Our synthesis identified robust evidence supporting the safe integration and compliant use of controlled temperature chain by vaccinators. Despite stakeholder concerns about costs or feasibility of training, evidence indicated the training can be integrated into other routine programme trainings or is of low burden when completed in a stand-alone fashion. Observed compliance with protocols was high across a wide range of health-education levels, including community members and volunteers. In addition, despite stakeholder concern, no evidence suggested practice of the approach led to miscreant cold chain practices. Evidence on safe and compliant use should encourage policy-makers to explore use cases where controlled temperature chain is the only option, such as storage of the HepB birth dose in remote locations or self-administered oral cholera vaccine. These use cases could both generate a sustained demand and facilitate more equitable, or timelier, vaccination coverage.

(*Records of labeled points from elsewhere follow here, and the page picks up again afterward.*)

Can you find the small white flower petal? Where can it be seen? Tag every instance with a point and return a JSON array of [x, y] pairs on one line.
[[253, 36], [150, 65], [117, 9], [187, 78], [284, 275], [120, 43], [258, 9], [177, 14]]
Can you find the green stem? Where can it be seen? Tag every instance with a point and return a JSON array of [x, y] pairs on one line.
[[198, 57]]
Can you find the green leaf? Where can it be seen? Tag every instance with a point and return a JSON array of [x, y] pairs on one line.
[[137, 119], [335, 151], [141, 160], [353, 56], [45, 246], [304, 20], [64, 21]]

One key refinement made to the initial theory of change, shown as a feedback loop, was that efficiency of controlled temperature was driving demand. Decision-makers thought the approach overcame the problems of maintaining the cold chain in challenging circumstances and vaccinators preferred the decreased workload compared with standard cold chain. While few studies described averted freeze damage due to controlled temperature chain during implementations, we note that freeze damage is a common occurrence in many cold chains and poorly recognized by service providers,– and performance gains on this aspect may have gone unreported in experiences. However, policy-makers hesitated regarding the potentially higher vaccine prices for a prequalified controlled temperature chain vaccine. We found no real-world implementation evidence to counter this hesitancy; rather, any evidence of cost–effectiveness (derived through gains in vaccine delivery efficiency) are currently derived from extrapolations or theoretical modelling.,,, Given noted hesitations, future research should cover this area to help generate demand for the controlled temperature chain.

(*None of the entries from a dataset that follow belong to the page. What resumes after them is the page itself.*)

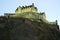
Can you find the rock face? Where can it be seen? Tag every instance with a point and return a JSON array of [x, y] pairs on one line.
[[25, 29]]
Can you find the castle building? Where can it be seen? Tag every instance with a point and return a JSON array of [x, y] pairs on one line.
[[30, 12]]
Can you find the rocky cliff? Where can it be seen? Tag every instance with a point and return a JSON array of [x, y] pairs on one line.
[[25, 29]]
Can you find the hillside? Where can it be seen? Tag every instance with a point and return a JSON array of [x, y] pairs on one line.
[[26, 29]]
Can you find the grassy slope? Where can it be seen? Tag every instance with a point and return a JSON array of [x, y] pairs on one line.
[[25, 29]]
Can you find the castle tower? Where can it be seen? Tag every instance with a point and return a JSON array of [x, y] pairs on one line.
[[18, 10], [34, 9]]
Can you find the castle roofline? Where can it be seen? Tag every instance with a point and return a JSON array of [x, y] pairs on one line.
[[23, 7]]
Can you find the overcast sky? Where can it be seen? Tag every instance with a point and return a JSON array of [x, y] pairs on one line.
[[50, 7]]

Another key refinement made to the theory of change was identification of a feedback loop between demand and equitable coverage gains. We observed that coverage gains attributable to controlled temperature chain-relevant storage were a driver of uptake in some experiences, and may provide a sense of confidence that the approach will be beneficial. However, more studies which quantify the direct coverage gains attributable to a controlled temperature chain approach are required. Demand for controlled temperature chain may increase if a causal link can be established between coverage gains and the approach, and not from an enhanced effort as occurs in a pilot study context.

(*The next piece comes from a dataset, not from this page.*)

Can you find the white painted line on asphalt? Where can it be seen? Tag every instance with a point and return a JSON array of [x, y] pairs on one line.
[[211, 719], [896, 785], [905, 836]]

Our synthesis has some key limitations. First, we limited our scope to uptake and implementation experiences and did not seek to include experiences of manufacturers or developers. While important and a potential avenue for future research, manufacturers’ willingness to develop or relicense vaccines for the controlled temperature chain will likely depend upon demand, a key focus of this synthesis. Second, we cannot exclude publication bias from synthesis findings. We did not identify any failed experiences. If these failures occurred, the possibility exists they did not get reported. Finally, realist methods are inherently subjective, and findings could be influenced by researcher perspectives. In an attempt to counteract this, results were frequently communicated to research commissioners and other experts for cross-checking.

Synthesis of evidence from controlled temperature chain approaches broadly supported the existing theory of change. Credible evidence demonstrated the overall feasibility of controlled temperature chain to improve equitable vaccination coverage in low- and middle-income countries, as well as supporting that integration of the approach into vaccination programmes is safe. Future research should conduct use case studies for eligible vaccines and quantify the economic and attributable coverage benefits of the approach in a range of health systems.